Dimensions : Favorit / Citigo / Fabia
Longueur (mm) : 3815 /3563 /4000
Largeur (mm) : 1620 / 1641 / 1642
Hauteur (mm) : 1415 / 1478 / 1498
Empattement (mm) : 2450 / 2420 / 2465
Coffre (litres) : 251 / 251 / 315
28 mois de salaire aujourd’hui en Slovaquie équivaudrait à 22,000 euros. La moins chère des Superb est vendue 23 ,087 euros. En 1988, la Skoda Favorit n’était pas le modèle le moins cher de la gamme car jusqu’en 1990 le constructeur tchèque à produit des modèles à moteur arrière. La Skoda 105 coûtait en 1988 57,780 couronnes... soit 19 mois de salaire ! Pour être totalement complet dans ces comparaisons il faut aussi parler du prix de l’essence. En 1988, un litre valait 8,80 couronnes. Un mois de salaire brut représentait donc 343 litres. L’an passé et au prix de 1,592 euros du litre, un Slovaque pouvait acheter 494 litres.
Avec l’avènement du socialisme, de nombreux petits fabricants tchécoslovaque ont fini par disparaître. C’est le cas de marques comme Aero, Praga et Walter. La seule marque de voitures particulières à avoir survécu est Tatra. Mais l’économie planifié avait décidé que Tatra se concentrerait uniquement sur la production de camions. La remplaçante de la Tatra T600 « Tatraplan » produite jusqu’en 1952 avait été rejetée au motif que les voitures de luxe seraient désormais importées du grand-frère soviétique. La qualité douteuse et les retards de livraison des limousines en provenance d’URSS ont forcé les autorités tchécoslovaques à reconsidérer la question. La Tatra 603 est donc à la fois un souvenir du régime communiste mais aussi une des fiertés de l’histoire automobile tchécoslovaque. Elle avait un moteur 8 cylindres de 2,5 litres refroidi par air installé en position arrière. Ses 95 chevaux étaient suffisants pour transporter des passagers dans un confort maximum. En 20 ans elle a été produite à plus de 20,000 exemplaires. Elle a été rarement vendue à des particuliers et était réservée aux décideurs politiques et aux représentants des entreprises de l’Etat.

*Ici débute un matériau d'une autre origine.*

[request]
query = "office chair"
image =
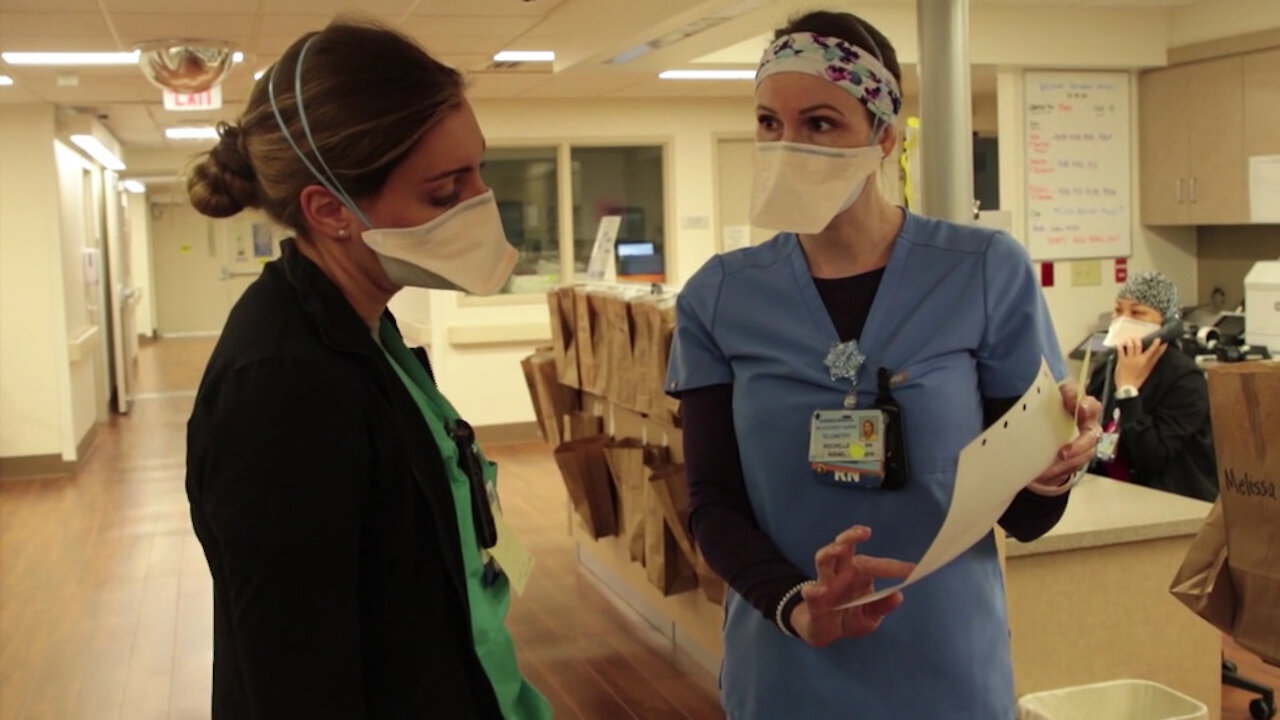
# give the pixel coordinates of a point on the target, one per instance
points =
(1261, 709)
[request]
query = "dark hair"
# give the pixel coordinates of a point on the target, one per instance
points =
(850, 28)
(369, 94)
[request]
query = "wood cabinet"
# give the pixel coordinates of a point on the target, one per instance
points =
(1262, 103)
(1192, 145)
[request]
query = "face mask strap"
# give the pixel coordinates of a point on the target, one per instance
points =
(328, 180)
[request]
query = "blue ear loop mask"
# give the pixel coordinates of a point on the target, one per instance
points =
(464, 249)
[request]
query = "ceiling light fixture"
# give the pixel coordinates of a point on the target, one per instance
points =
(204, 132)
(688, 30)
(71, 58)
(525, 57)
(99, 151)
(707, 74)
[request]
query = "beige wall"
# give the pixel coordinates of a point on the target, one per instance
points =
(1226, 254)
(31, 285)
(1075, 309)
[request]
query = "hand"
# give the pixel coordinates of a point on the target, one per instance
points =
(1078, 452)
(844, 577)
(1134, 364)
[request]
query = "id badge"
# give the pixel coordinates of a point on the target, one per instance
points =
(846, 447)
(1106, 447)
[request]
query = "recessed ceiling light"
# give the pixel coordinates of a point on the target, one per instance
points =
(525, 57)
(707, 74)
(71, 58)
(206, 132)
(99, 151)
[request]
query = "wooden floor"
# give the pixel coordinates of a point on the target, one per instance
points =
(105, 598)
(105, 606)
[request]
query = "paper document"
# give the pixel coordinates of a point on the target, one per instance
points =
(992, 470)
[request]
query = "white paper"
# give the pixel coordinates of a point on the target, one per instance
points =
(1265, 188)
(992, 470)
(603, 265)
(736, 237)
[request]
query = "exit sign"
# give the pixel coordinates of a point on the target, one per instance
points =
(210, 99)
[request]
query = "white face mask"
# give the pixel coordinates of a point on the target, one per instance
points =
(803, 187)
(1124, 328)
(464, 249)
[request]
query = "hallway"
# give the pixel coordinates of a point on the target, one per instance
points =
(105, 597)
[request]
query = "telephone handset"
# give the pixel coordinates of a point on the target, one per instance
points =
(1170, 333)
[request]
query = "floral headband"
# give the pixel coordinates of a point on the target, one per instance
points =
(839, 62)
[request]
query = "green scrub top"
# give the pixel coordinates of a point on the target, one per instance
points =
(516, 697)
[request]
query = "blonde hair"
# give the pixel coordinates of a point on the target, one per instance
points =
(369, 94)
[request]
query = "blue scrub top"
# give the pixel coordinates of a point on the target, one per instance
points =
(959, 315)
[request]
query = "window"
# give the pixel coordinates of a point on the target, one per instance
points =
(524, 181)
(626, 182)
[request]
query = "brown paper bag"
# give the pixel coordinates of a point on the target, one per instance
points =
(584, 323)
(580, 424)
(666, 566)
(552, 400)
(563, 317)
(600, 379)
(1244, 401)
(1203, 582)
(643, 349)
(626, 465)
(586, 478)
(620, 351)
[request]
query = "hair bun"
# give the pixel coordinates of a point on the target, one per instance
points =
(223, 182)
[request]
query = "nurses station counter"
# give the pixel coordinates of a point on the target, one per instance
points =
(1087, 602)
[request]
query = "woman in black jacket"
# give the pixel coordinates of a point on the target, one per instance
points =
(1156, 419)
(346, 513)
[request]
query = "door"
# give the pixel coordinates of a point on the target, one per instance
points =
(123, 296)
(190, 272)
(1214, 106)
(1162, 106)
(734, 186)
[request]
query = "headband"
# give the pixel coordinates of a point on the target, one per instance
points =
(841, 63)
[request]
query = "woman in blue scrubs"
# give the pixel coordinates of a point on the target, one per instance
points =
(858, 305)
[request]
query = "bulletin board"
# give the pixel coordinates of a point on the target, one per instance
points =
(1078, 172)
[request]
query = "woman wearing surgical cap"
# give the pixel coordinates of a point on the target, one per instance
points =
(856, 309)
(1157, 420)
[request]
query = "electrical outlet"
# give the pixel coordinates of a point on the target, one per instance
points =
(1087, 273)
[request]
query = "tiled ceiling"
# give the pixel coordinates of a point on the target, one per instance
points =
(465, 33)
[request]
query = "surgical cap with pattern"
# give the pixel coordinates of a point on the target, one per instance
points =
(1153, 290)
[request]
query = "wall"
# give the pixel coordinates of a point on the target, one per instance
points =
(1077, 309)
(140, 251)
(1223, 18)
(32, 331)
(1228, 253)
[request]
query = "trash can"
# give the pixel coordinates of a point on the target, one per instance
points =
(1115, 700)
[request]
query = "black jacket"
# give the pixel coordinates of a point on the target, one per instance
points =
(1165, 432)
(325, 515)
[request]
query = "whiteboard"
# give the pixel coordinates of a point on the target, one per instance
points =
(1078, 171)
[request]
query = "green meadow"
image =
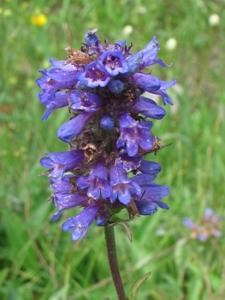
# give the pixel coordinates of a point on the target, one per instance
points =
(37, 259)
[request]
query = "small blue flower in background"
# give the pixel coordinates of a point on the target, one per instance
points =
(108, 134)
(210, 225)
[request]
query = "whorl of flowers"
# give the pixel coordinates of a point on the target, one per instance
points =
(108, 132)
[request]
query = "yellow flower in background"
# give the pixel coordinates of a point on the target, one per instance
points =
(39, 20)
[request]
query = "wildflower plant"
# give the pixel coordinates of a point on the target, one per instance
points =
(109, 134)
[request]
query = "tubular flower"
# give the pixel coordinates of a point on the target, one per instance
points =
(108, 134)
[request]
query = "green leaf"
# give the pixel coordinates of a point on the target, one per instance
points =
(137, 285)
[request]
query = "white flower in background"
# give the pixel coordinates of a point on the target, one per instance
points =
(214, 20)
(127, 30)
(171, 44)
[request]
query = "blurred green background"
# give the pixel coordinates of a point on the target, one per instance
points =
(37, 259)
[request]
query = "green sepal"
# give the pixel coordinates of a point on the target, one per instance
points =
(136, 286)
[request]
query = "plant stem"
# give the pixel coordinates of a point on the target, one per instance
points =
(113, 263)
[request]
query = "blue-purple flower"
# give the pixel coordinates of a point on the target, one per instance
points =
(108, 132)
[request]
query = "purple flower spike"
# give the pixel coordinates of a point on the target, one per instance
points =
(122, 186)
(149, 108)
(107, 123)
(115, 86)
(60, 100)
(68, 131)
(88, 102)
(93, 76)
(61, 162)
(81, 222)
(134, 134)
(67, 201)
(96, 182)
(114, 62)
(108, 132)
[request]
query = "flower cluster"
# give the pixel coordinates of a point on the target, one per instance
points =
(108, 132)
(209, 226)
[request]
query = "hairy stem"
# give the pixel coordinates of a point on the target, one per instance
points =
(113, 263)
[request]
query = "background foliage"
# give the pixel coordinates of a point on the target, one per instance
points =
(37, 259)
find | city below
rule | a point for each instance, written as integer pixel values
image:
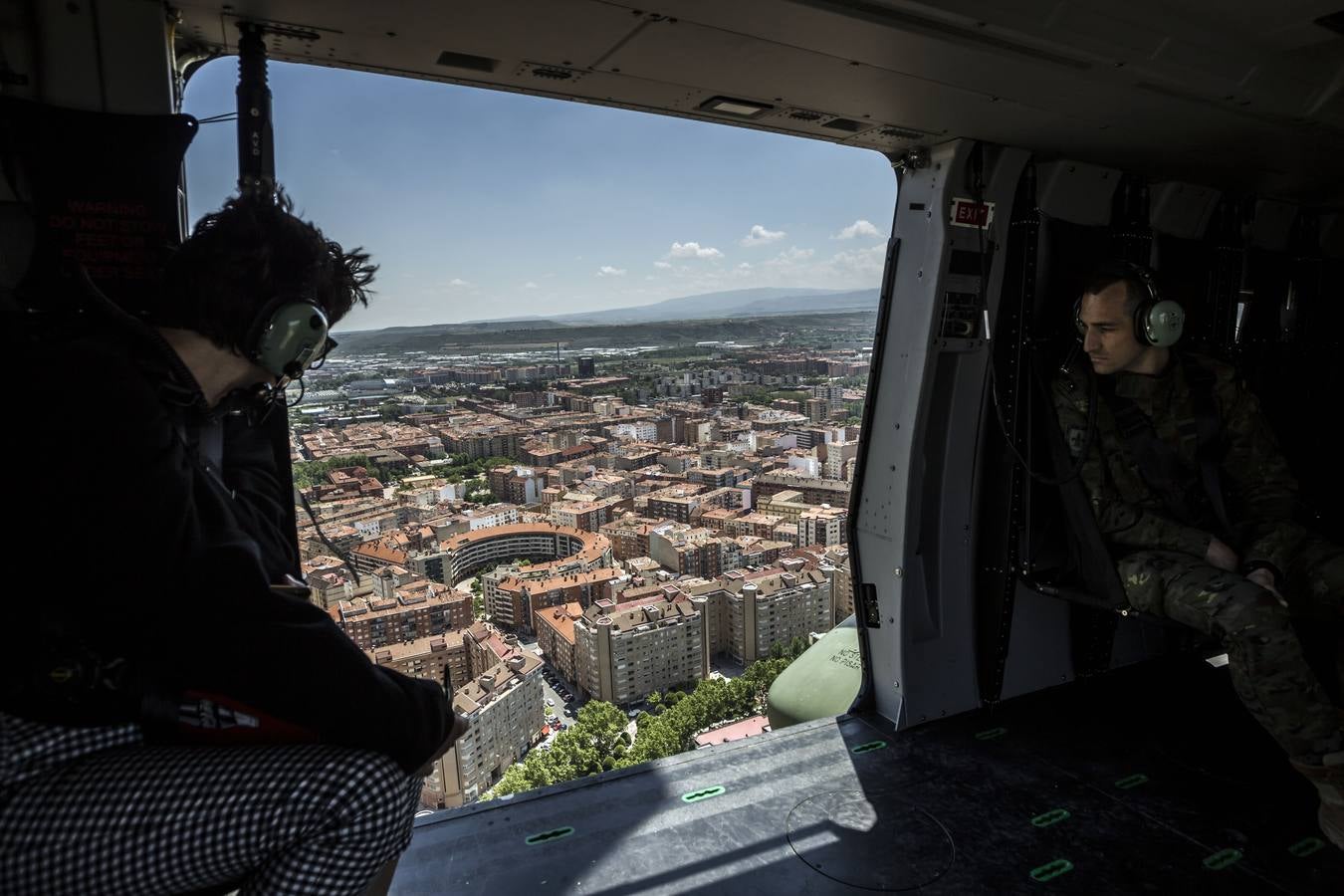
(605, 555)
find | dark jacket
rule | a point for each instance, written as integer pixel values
(138, 575)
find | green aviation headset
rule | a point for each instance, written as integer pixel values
(288, 337)
(1158, 322)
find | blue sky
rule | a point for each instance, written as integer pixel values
(481, 204)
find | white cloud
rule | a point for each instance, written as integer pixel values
(760, 235)
(791, 256)
(694, 250)
(857, 229)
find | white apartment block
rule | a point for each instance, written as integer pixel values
(503, 708)
(626, 650)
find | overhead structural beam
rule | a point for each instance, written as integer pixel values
(256, 141)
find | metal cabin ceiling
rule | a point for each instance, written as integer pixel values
(1242, 96)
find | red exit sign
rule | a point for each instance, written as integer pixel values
(967, 212)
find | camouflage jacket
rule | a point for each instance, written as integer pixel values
(1258, 488)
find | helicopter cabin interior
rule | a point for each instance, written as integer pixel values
(1005, 691)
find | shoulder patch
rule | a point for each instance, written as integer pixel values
(1077, 438)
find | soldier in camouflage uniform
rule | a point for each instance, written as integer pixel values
(1240, 571)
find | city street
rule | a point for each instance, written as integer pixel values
(552, 693)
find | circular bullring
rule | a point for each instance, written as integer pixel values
(553, 550)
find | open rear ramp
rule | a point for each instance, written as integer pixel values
(1148, 780)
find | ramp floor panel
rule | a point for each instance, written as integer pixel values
(1149, 780)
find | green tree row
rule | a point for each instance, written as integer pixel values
(598, 742)
(310, 473)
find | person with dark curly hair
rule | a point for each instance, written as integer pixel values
(176, 716)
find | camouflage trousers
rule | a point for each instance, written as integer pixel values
(1265, 657)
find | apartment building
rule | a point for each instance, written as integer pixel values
(824, 526)
(503, 707)
(626, 650)
(437, 657)
(745, 612)
(629, 535)
(403, 612)
(514, 596)
(554, 629)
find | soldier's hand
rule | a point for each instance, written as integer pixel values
(1265, 579)
(1222, 557)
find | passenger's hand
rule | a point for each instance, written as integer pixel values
(457, 730)
(1265, 579)
(1222, 557)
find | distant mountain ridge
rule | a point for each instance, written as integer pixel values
(736, 303)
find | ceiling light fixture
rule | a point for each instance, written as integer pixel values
(736, 108)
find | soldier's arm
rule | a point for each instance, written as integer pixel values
(1256, 466)
(1121, 523)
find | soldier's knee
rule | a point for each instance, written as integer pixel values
(1250, 611)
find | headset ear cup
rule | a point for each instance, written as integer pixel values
(291, 338)
(1164, 324)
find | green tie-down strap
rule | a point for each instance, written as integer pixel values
(1051, 871)
(709, 792)
(1224, 858)
(1051, 817)
(548, 835)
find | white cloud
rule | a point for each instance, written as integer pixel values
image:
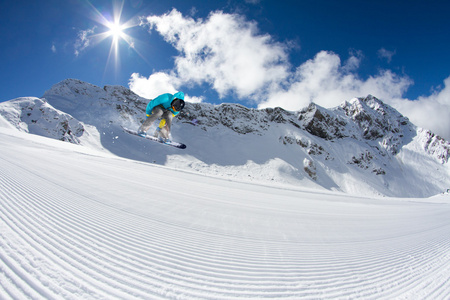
(429, 112)
(325, 81)
(155, 85)
(225, 50)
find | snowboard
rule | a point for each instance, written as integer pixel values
(152, 138)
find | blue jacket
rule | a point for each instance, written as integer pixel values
(164, 100)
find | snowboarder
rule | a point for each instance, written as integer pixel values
(165, 106)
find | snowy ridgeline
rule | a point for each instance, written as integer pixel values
(362, 146)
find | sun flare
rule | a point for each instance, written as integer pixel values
(116, 31)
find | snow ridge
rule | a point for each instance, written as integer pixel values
(362, 146)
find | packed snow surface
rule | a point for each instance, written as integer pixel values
(81, 223)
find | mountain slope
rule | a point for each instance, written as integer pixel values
(81, 223)
(360, 147)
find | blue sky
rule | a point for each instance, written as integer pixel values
(258, 52)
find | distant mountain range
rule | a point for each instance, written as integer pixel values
(362, 147)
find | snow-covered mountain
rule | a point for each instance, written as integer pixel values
(362, 146)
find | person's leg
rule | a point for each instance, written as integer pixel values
(165, 131)
(157, 112)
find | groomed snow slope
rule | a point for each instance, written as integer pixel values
(78, 223)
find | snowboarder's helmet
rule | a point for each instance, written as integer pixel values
(177, 104)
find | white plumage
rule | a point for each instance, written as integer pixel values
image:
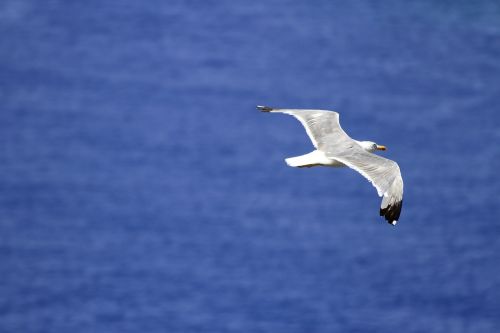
(334, 148)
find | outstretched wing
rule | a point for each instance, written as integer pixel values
(325, 132)
(322, 126)
(384, 174)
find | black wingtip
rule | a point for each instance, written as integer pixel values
(392, 212)
(264, 108)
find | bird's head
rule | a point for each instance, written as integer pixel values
(371, 146)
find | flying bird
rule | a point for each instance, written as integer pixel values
(334, 148)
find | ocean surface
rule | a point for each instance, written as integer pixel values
(140, 190)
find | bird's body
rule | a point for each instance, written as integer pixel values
(334, 148)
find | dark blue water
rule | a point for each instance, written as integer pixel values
(140, 191)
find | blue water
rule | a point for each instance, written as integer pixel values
(140, 190)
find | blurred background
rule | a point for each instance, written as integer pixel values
(140, 190)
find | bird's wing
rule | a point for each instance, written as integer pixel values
(321, 125)
(384, 174)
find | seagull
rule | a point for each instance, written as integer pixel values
(334, 148)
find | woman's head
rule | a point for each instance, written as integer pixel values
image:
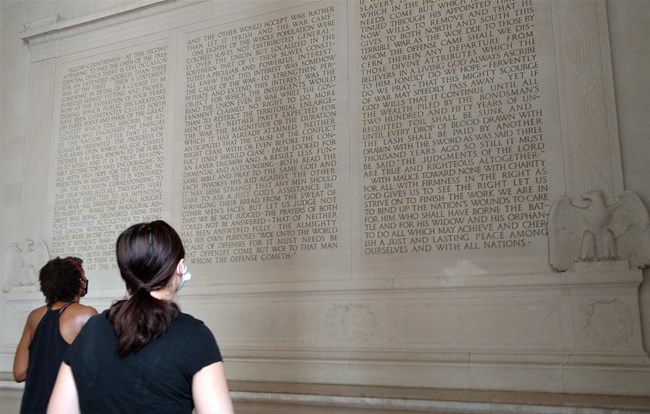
(148, 255)
(62, 279)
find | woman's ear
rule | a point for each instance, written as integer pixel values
(180, 267)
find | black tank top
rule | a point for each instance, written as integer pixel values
(45, 355)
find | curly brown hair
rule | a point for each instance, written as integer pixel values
(60, 279)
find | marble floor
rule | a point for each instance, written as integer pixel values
(255, 398)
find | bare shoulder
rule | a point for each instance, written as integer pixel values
(36, 315)
(81, 311)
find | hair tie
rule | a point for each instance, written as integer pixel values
(75, 264)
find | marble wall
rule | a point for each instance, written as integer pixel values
(370, 192)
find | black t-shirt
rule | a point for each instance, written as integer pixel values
(156, 379)
(45, 355)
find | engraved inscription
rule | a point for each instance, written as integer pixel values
(110, 154)
(260, 170)
(453, 144)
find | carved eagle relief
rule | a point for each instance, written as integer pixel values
(596, 231)
(23, 262)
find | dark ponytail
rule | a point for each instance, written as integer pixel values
(147, 255)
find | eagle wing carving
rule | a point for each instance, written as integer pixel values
(599, 232)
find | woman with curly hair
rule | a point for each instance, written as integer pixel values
(50, 329)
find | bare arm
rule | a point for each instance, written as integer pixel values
(210, 390)
(21, 359)
(64, 397)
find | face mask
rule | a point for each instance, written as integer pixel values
(184, 278)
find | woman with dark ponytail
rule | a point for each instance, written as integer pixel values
(143, 355)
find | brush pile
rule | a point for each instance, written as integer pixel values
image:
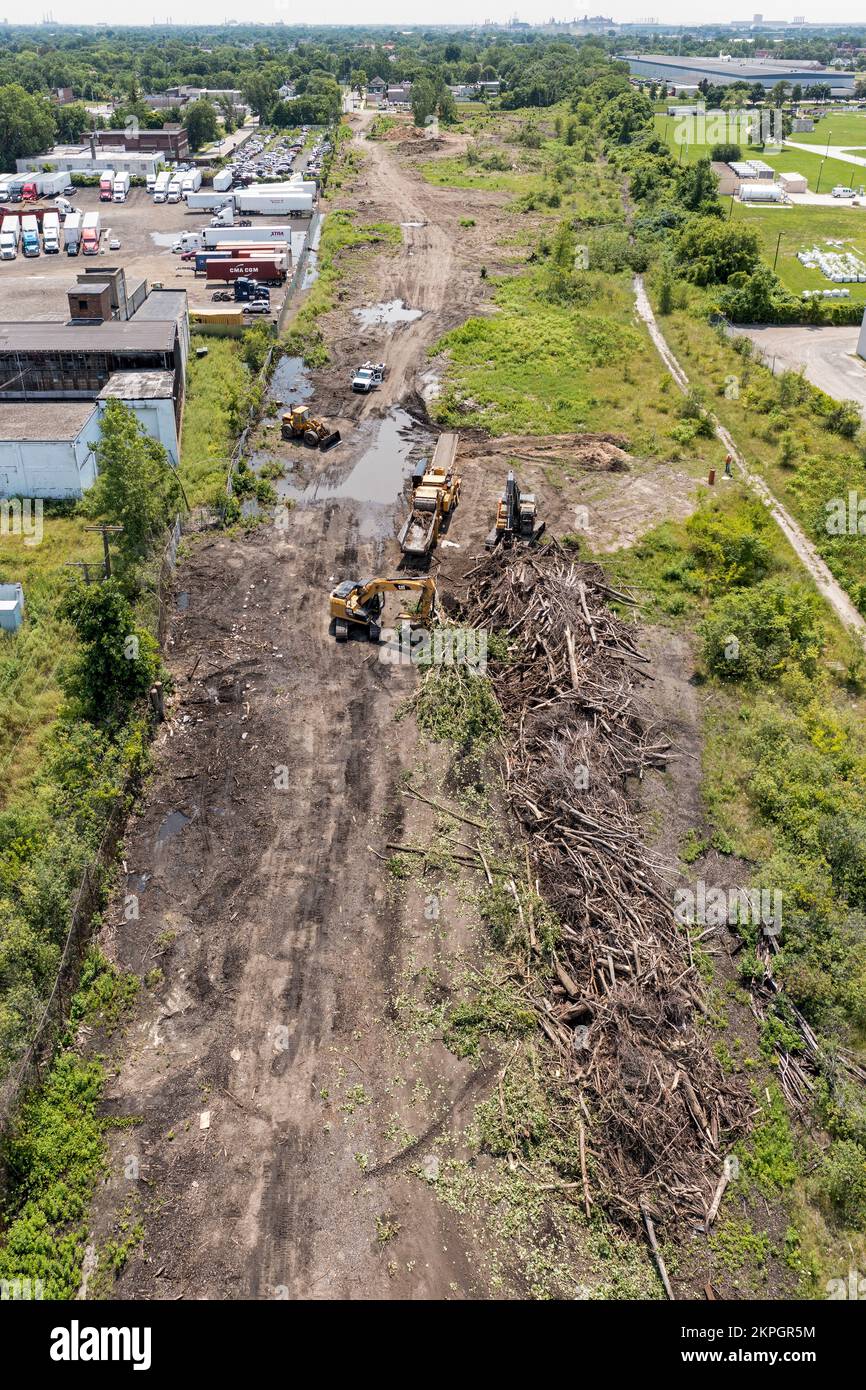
(624, 1000)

La remplaçante de la Tatra 613 arrive en 1974. Elle en conserve la technique de base mais dispose d’une carrosserie moderne aux formes anguleuses dessinées par l’italien Vignale. Elle est restée en production, jusqu’à la moitié des années 90, en connaissant des évolutions mineures. La fiche des prix de Mototechna de 1977 indique que la 613 coûtait le prix hallucinant de 284,000 couronnes. Cela représentait 118 mois de salaire pour le commun des mortels ! Comparé à aujourd’hui, cela ferait 93 ,000 euros... soit le prix d'une BMW série 7, d'une Audi A8 ou d'une Mercedes Classe S déjà bien équipée.